Maybe she doesn’t hear them. Get her to listen. What was in murder fifteen? What clue was she talking about? No. Don’t think about that. It isn’t important now. Just try to distract her so you can move the Sig slowly, slowly, a fraction of an inch at a time …
“The police are coming, Diane. Listen to the sirens.”
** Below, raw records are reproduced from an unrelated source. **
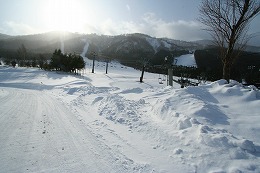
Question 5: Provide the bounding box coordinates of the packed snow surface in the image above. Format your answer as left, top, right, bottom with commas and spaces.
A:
0, 61, 260, 173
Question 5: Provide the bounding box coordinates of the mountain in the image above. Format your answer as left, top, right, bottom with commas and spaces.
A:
0, 33, 12, 40
0, 31, 202, 64
0, 31, 260, 69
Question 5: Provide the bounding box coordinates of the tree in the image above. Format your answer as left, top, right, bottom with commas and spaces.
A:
199, 0, 260, 82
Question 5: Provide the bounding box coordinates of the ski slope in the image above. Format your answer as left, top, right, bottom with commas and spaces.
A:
175, 54, 197, 67
0, 61, 260, 173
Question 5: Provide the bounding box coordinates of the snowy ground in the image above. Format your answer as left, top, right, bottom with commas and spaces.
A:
0, 62, 260, 173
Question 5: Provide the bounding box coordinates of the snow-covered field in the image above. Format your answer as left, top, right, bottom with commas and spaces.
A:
0, 63, 260, 173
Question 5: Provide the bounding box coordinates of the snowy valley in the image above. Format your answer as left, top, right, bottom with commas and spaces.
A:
0, 62, 260, 173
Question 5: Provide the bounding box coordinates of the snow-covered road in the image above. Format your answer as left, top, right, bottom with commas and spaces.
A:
0, 65, 260, 173
0, 87, 141, 172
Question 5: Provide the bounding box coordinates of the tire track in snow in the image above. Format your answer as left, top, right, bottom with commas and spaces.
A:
0, 88, 142, 172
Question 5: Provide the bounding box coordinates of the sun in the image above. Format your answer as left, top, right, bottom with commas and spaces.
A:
44, 0, 85, 32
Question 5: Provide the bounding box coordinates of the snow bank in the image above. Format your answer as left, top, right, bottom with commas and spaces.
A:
0, 63, 260, 173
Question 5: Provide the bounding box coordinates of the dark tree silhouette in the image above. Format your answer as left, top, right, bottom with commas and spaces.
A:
199, 0, 260, 82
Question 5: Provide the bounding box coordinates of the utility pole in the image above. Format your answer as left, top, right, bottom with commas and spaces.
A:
106, 58, 109, 74
164, 56, 173, 86
92, 52, 96, 73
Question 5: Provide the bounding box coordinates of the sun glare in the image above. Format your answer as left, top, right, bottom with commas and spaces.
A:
44, 0, 85, 32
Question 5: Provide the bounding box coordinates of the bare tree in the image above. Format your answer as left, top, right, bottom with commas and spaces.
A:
199, 0, 260, 82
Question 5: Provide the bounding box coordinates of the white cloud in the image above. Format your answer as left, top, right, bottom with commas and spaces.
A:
2, 21, 40, 35
88, 13, 209, 41
126, 4, 131, 12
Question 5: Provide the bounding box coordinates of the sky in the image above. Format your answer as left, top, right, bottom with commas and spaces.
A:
0, 0, 260, 46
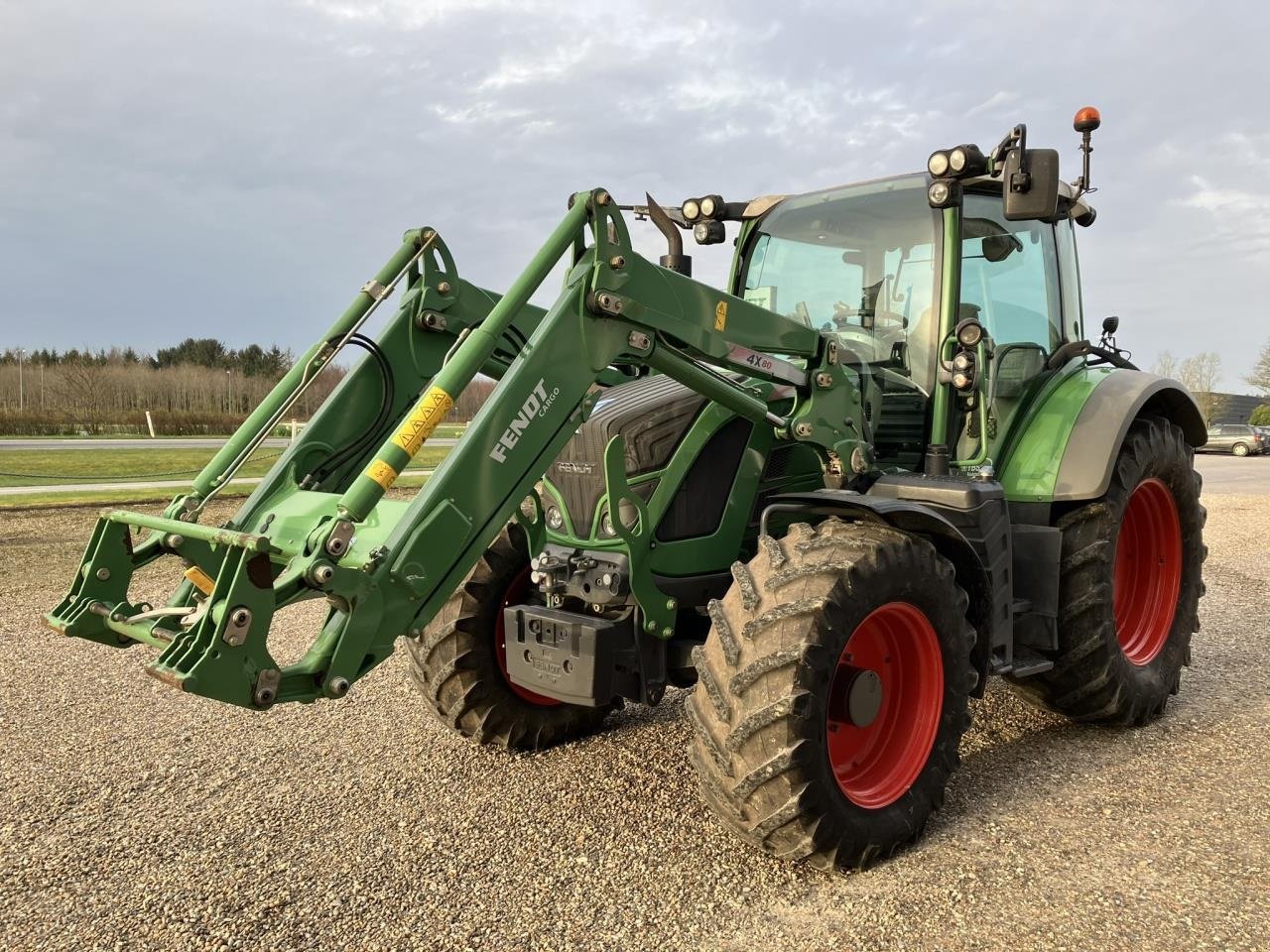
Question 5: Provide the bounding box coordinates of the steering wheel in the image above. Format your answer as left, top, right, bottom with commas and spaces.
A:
833, 300, 908, 330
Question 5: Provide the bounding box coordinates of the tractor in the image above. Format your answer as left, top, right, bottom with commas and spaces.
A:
46, 107, 1206, 870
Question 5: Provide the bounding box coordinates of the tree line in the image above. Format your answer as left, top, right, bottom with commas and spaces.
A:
0, 337, 494, 435
1151, 341, 1270, 426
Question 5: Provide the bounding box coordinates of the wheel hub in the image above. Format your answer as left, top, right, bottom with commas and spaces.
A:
830, 665, 881, 727
1111, 477, 1183, 665
826, 602, 944, 810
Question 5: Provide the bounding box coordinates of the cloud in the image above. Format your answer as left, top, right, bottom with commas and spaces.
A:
962, 89, 1020, 119
0, 0, 1270, 396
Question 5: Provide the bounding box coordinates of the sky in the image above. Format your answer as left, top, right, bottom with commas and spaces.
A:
0, 0, 1270, 391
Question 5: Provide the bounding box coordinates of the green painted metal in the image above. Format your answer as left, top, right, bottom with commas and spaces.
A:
930, 205, 961, 445
47, 157, 1153, 708
50, 189, 860, 707
997, 359, 1131, 503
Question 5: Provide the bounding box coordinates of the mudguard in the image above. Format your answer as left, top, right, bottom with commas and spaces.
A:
759, 489, 995, 697
998, 361, 1207, 503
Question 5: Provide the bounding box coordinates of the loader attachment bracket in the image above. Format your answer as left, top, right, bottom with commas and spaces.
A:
604, 432, 679, 639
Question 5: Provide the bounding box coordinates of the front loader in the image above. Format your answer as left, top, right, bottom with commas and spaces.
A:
47, 108, 1206, 867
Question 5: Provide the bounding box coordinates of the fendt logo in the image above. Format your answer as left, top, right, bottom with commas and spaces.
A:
489, 380, 560, 463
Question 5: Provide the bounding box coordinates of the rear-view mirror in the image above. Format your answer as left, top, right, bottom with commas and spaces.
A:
1001, 149, 1058, 221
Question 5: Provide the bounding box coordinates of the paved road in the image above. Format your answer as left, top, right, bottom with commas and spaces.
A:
0, 451, 1270, 496
0, 470, 435, 496
0, 436, 458, 452
1195, 453, 1270, 495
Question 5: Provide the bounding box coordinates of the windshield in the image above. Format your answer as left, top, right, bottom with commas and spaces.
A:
744, 176, 939, 393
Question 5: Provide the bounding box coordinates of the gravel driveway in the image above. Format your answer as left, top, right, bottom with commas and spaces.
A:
0, 495, 1270, 951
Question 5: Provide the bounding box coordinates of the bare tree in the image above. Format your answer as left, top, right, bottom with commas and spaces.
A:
1151, 350, 1181, 380
59, 361, 112, 434
1178, 350, 1226, 424
1243, 340, 1270, 395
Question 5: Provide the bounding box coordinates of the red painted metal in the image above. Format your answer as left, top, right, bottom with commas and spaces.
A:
1111, 477, 1183, 665
826, 602, 944, 810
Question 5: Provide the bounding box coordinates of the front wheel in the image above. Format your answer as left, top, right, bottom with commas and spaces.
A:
689, 520, 975, 869
1013, 416, 1207, 725
407, 526, 616, 750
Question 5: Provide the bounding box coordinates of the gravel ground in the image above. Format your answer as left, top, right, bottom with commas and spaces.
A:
0, 495, 1270, 951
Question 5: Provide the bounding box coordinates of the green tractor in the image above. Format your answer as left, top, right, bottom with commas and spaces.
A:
47, 108, 1206, 867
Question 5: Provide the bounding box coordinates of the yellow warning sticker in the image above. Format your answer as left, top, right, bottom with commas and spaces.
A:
186, 565, 216, 595
393, 387, 454, 456
366, 459, 398, 489
715, 300, 727, 330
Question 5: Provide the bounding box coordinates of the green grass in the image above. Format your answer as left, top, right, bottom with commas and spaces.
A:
0, 476, 428, 512
0, 447, 281, 486
0, 447, 449, 486
0, 422, 467, 447
0, 447, 449, 509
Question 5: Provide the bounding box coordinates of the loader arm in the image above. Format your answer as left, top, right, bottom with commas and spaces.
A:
47, 189, 871, 708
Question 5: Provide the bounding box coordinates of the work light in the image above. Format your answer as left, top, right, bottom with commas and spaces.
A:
956, 317, 983, 348
949, 144, 988, 178
693, 218, 727, 245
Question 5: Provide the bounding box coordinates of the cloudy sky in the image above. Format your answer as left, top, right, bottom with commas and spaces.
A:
0, 0, 1270, 389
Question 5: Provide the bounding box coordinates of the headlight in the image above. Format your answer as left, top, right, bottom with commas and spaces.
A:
926, 178, 955, 208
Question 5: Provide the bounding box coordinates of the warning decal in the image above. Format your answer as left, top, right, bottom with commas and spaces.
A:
715, 300, 727, 330
393, 387, 454, 456
366, 459, 398, 489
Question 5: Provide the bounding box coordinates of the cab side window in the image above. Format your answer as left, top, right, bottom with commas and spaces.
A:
1054, 218, 1084, 340
961, 194, 1065, 353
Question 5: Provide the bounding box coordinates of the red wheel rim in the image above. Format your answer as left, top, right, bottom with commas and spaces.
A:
494, 566, 560, 707
1111, 479, 1183, 665
826, 602, 944, 810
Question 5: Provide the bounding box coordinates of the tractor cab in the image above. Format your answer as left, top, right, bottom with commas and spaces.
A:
733, 166, 1092, 471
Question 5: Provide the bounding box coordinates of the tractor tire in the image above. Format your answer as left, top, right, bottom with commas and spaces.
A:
407, 526, 617, 752
687, 520, 976, 870
1011, 416, 1207, 726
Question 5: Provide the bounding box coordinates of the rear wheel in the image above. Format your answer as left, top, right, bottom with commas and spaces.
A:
689, 520, 975, 869
1013, 417, 1206, 725
407, 527, 616, 750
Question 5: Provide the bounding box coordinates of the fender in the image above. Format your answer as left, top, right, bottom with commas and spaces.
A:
759, 489, 995, 697
999, 361, 1207, 503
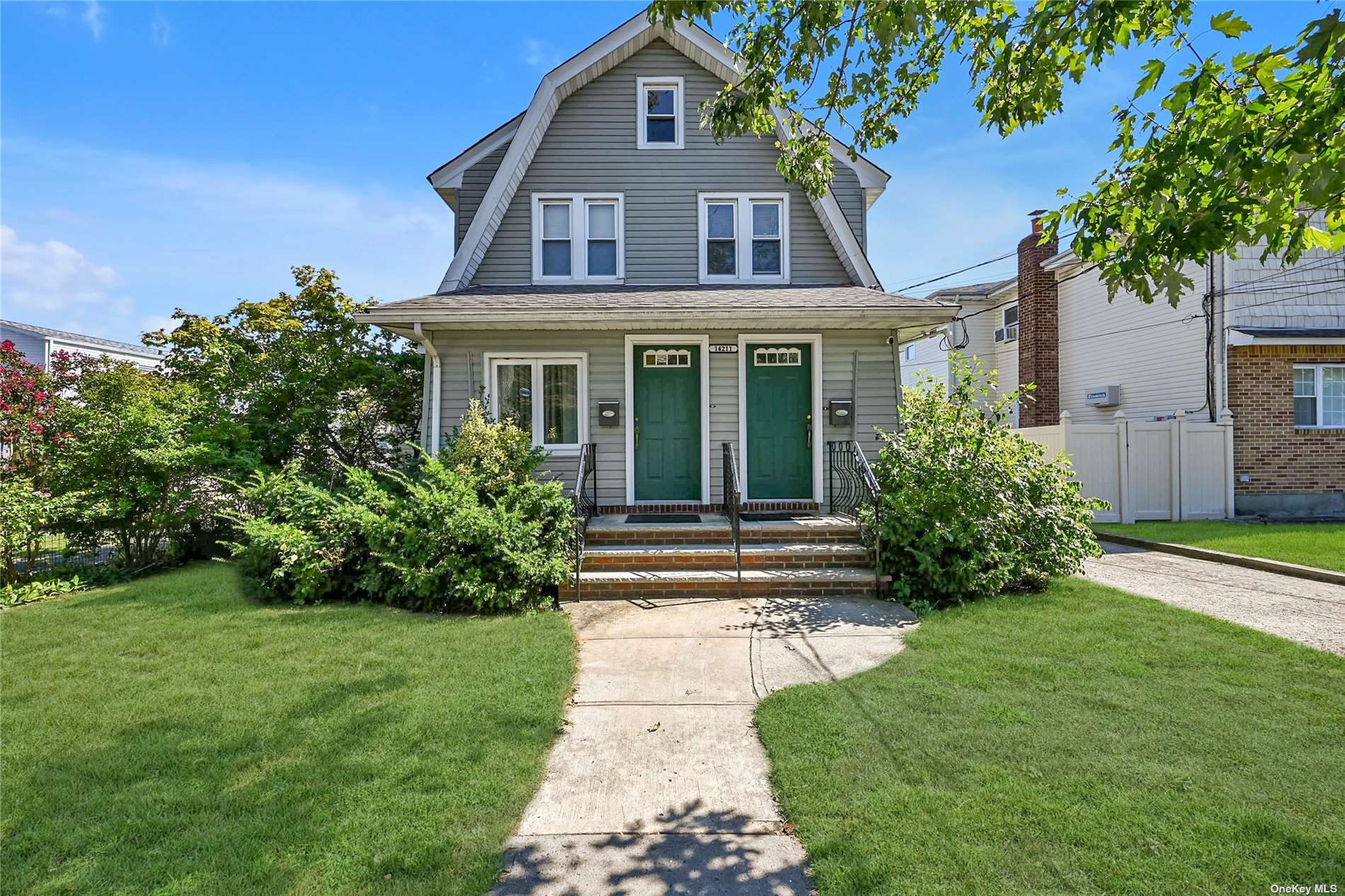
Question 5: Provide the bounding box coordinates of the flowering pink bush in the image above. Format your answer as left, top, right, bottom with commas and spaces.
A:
0, 339, 78, 479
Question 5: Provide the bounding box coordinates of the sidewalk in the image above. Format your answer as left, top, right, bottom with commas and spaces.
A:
495, 599, 915, 896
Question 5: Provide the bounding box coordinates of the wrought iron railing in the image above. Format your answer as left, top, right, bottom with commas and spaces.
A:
828, 440, 882, 595
723, 441, 743, 597
574, 442, 597, 600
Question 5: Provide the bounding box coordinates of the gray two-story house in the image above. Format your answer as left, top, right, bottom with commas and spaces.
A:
365, 13, 956, 511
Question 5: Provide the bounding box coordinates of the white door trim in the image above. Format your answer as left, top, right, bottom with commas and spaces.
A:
624, 333, 710, 507
738, 333, 823, 506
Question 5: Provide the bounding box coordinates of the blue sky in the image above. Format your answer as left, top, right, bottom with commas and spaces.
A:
0, 1, 1324, 340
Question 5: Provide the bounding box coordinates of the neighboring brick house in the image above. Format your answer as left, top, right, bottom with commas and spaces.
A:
903, 212, 1345, 517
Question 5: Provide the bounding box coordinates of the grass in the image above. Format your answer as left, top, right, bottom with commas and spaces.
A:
1097, 521, 1345, 568
0, 563, 574, 896
757, 578, 1345, 896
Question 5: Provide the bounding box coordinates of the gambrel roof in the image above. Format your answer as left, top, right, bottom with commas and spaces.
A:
429, 12, 888, 293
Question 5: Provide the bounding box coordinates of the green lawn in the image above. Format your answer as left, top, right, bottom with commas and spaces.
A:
757, 578, 1345, 896
1095, 521, 1345, 573
0, 563, 574, 896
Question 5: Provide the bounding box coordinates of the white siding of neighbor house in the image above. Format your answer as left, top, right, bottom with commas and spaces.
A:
435, 330, 897, 506
1058, 258, 1206, 423
0, 327, 47, 366
1220, 222, 1345, 328
460, 40, 864, 285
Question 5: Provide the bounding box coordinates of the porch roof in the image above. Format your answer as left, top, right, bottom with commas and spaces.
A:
359, 285, 959, 331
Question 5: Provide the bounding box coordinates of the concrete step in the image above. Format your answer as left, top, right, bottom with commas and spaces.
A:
584, 542, 869, 572
585, 514, 859, 546
559, 566, 874, 600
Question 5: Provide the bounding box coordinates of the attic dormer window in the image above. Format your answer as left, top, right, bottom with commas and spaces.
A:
635, 78, 685, 149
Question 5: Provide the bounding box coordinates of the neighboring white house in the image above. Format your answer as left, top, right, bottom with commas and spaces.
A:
0, 320, 164, 370
903, 212, 1345, 515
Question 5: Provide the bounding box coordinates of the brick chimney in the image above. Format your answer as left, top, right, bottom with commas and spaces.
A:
1018, 210, 1060, 427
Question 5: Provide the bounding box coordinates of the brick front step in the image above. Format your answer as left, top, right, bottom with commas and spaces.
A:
584, 514, 859, 548
584, 542, 869, 572
559, 566, 874, 600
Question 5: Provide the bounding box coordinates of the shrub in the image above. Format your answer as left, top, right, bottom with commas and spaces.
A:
874, 358, 1107, 605
441, 398, 546, 500
0, 473, 73, 585
50, 355, 215, 568
365, 459, 574, 611
229, 409, 574, 612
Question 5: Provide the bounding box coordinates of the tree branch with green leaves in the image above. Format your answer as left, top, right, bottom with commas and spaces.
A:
648, 0, 1345, 304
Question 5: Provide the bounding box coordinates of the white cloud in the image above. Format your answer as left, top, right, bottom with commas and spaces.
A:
140, 315, 182, 333
0, 226, 129, 318
523, 38, 561, 71
79, 0, 103, 40
149, 9, 172, 47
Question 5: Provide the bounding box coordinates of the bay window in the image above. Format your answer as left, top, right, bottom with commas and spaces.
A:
486, 354, 588, 454
697, 193, 789, 282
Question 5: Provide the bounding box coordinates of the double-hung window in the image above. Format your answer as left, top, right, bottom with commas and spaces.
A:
635, 78, 686, 149
486, 354, 588, 454
532, 193, 626, 282
698, 193, 789, 282
1294, 364, 1345, 427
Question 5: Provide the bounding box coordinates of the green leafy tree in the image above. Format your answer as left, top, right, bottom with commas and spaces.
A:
650, 0, 1345, 304
50, 355, 217, 568
145, 266, 423, 481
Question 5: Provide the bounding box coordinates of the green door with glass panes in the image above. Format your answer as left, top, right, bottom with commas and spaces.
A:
744, 343, 814, 500
631, 345, 701, 500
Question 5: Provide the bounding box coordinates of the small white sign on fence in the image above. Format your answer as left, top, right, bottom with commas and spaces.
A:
1018, 409, 1233, 523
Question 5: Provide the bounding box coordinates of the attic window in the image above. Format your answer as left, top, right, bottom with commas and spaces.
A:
635, 78, 685, 149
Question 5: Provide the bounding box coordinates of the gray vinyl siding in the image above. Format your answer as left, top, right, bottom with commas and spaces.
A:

“Oh, don’t worry about them. It’s all part of the plan. Would you like to know the plan? It’s really quite ingenious. My original intention today was to kill just you, of course. I didn’t want to kill everyone, because then there’d be no Monkeewrench and Mitch would be unhappy, but … you know how it is. People just kept getting in the way.” She frowned, irritated. “Like that woman cop downstairs. Now that ruined everything. What the hell was she doing here anyway? Did you know she was from Wisconsin? I saw it on the patch on her shirt.” She tapped her forefinger against her lips, puzzling over something, then her face cleared abruptly. “Anyway, by the time the cops manage to break into the building—and I should give you a nod of thanks here, Grace, for this very excellent security system—I’ll be hysterical. I think I can do that pretty well. I’ve been practicing. And then all I have to do is tell them you just snapped and started killing people and I had to shoot you in self-defense. You know the FBI is just going to love that. They always wanted to believe you were the killer in Georgia anyway, and now they can, and they’ll get to close that pesky file. So everybody’s happy.”
Her eyes darted to the elevator, then back, and her face darkened. “Well, not completely happy. It really pisses me off, Grace, that you made me kill Mitch.”